TÁNAISTE EAMON GILMORE has this evening welcomed the publication of a draft law to reform the US immigration system which he said would “help to end the great hardship and uncertainty” faced by undocumented Irish living in the States.
He was responding to the publication of a bill by a bipartisan group of US senators – the so-called ‘Gang of Eight’ – which provides a path to citizenship for an estimated 11.5 million people who live in the US illegally including thousands of Irish people.
“This Bill is a very positive development which, if adopted, would help to end the great hardship and uncertainty faced by undocumented Irish in the US and their families here in Ireland,” Gilmore said this evening.
The bill would give legal temporary status to immigrants who arrived without documentation before 31 December 2011 to allow them to work and travel without fear of deportation as long as they have not committed any federal crimes or three misdemeanours, pay a $500 fine and back taxes.
It also provides a lengthy 10-year path to obtain permanent resident status as long as the person lives continuously in the US, pay all the taxes they owe, have regular work and demonstrate a knowledge of civics and English. Three years after that they could apply for US citizenship.
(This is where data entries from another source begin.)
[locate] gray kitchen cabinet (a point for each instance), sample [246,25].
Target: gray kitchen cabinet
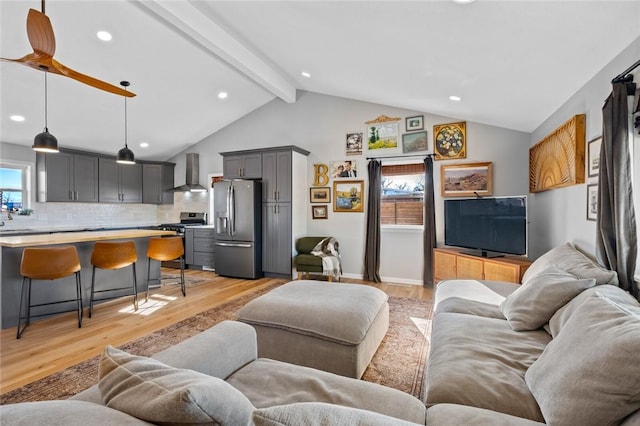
[276,238]
[119,183]
[242,166]
[67,176]
[276,177]
[157,183]
[199,247]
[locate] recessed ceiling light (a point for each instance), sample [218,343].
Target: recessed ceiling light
[104,35]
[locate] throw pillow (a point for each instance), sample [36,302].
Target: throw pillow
[568,258]
[589,374]
[534,303]
[150,390]
[320,414]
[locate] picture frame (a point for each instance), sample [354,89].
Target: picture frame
[466,179]
[319,212]
[414,123]
[348,196]
[593,156]
[592,202]
[353,143]
[450,141]
[414,142]
[343,169]
[320,195]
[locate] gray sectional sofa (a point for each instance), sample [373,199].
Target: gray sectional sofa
[562,349]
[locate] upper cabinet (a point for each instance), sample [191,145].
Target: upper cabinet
[119,183]
[157,183]
[276,177]
[242,166]
[67,176]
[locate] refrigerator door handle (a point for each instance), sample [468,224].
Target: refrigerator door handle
[244,245]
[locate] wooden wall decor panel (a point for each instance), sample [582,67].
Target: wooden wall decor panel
[558,159]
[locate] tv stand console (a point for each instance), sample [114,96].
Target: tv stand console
[450,263]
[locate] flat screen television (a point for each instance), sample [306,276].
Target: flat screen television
[488,227]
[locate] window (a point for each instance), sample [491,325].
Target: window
[402,201]
[14,190]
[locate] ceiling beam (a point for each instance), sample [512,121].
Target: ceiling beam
[201,29]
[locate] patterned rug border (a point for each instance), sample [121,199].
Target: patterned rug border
[403,345]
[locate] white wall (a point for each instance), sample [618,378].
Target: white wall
[319,123]
[559,215]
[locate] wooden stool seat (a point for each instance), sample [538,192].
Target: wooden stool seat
[163,249]
[113,255]
[48,263]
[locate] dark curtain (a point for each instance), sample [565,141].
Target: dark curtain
[429,222]
[372,240]
[616,239]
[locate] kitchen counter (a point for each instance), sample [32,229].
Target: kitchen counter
[71,237]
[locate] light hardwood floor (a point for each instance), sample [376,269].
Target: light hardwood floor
[53,344]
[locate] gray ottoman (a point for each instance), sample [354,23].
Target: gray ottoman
[331,327]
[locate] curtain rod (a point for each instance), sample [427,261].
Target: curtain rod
[623,75]
[400,156]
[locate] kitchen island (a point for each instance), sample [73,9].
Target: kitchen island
[64,288]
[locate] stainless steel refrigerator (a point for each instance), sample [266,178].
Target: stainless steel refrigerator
[237,207]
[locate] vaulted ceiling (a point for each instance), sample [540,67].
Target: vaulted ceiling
[513,63]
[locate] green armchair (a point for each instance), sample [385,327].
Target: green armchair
[306,262]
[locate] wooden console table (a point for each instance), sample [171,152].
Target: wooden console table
[451,263]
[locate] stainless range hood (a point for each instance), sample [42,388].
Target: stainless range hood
[193,173]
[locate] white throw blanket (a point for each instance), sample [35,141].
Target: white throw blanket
[328,250]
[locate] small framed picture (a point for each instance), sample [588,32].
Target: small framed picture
[592,201]
[593,164]
[414,142]
[414,123]
[319,212]
[354,143]
[320,195]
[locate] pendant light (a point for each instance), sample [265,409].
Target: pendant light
[45,141]
[125,155]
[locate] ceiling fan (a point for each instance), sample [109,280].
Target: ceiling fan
[43,42]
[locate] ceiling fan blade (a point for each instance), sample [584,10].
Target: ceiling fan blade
[94,82]
[40,33]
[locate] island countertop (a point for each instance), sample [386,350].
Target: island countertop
[78,237]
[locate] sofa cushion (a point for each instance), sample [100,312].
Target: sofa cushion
[319,414]
[266,383]
[589,374]
[481,362]
[614,293]
[532,305]
[568,258]
[153,391]
[63,413]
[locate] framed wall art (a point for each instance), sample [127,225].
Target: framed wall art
[593,153]
[319,212]
[414,123]
[354,143]
[464,180]
[320,195]
[414,142]
[348,196]
[382,133]
[450,141]
[592,202]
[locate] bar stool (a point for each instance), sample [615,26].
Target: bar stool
[164,249]
[113,255]
[48,263]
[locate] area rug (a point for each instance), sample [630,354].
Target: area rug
[398,363]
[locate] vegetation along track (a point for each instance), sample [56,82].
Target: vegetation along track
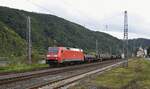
[28,79]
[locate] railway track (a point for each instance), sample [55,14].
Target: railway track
[36,79]
[66,82]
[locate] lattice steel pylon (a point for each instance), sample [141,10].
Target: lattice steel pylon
[125,39]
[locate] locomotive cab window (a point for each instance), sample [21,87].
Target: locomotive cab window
[53,49]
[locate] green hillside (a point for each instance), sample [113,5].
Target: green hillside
[48,30]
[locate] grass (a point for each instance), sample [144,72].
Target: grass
[135,76]
[21,67]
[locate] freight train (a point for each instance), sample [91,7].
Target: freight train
[60,55]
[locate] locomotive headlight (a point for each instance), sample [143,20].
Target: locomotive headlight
[48,55]
[55,55]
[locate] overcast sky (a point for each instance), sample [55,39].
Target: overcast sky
[95,14]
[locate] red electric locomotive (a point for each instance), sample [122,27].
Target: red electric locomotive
[64,54]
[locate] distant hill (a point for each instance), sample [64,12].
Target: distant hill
[49,30]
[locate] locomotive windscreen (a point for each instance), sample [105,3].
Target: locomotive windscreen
[53,49]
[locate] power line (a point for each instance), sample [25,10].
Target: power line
[29,40]
[125,39]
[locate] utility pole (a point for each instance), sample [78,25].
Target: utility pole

Gilmore continued: “The inclusion of a new provision to allow several thousand Irish citizens to legally avail of employment opportunities in the US every year is also particularly welcome.”
The bill also commits to strengthening America’s porous 1,800-mile border with Mexico by allocating $4.5 billion that would be dedicated to building “double-layer fencing” in some spots and using unmanned drones in some border areas.
The bill is now likely to be the subject of considerable debate in the US with President Barack Obama having made comprehensive immigration reform a key focus of his second term and Republicans seeking to broaden their appeal among the States’ increasing number of minorities.
Gilmore added: “I am conscious that the overall issues involved are complex and sensitive ones within the US political system and that much further debate is likely to be required before the final shape of any overall legislation becomes clear.”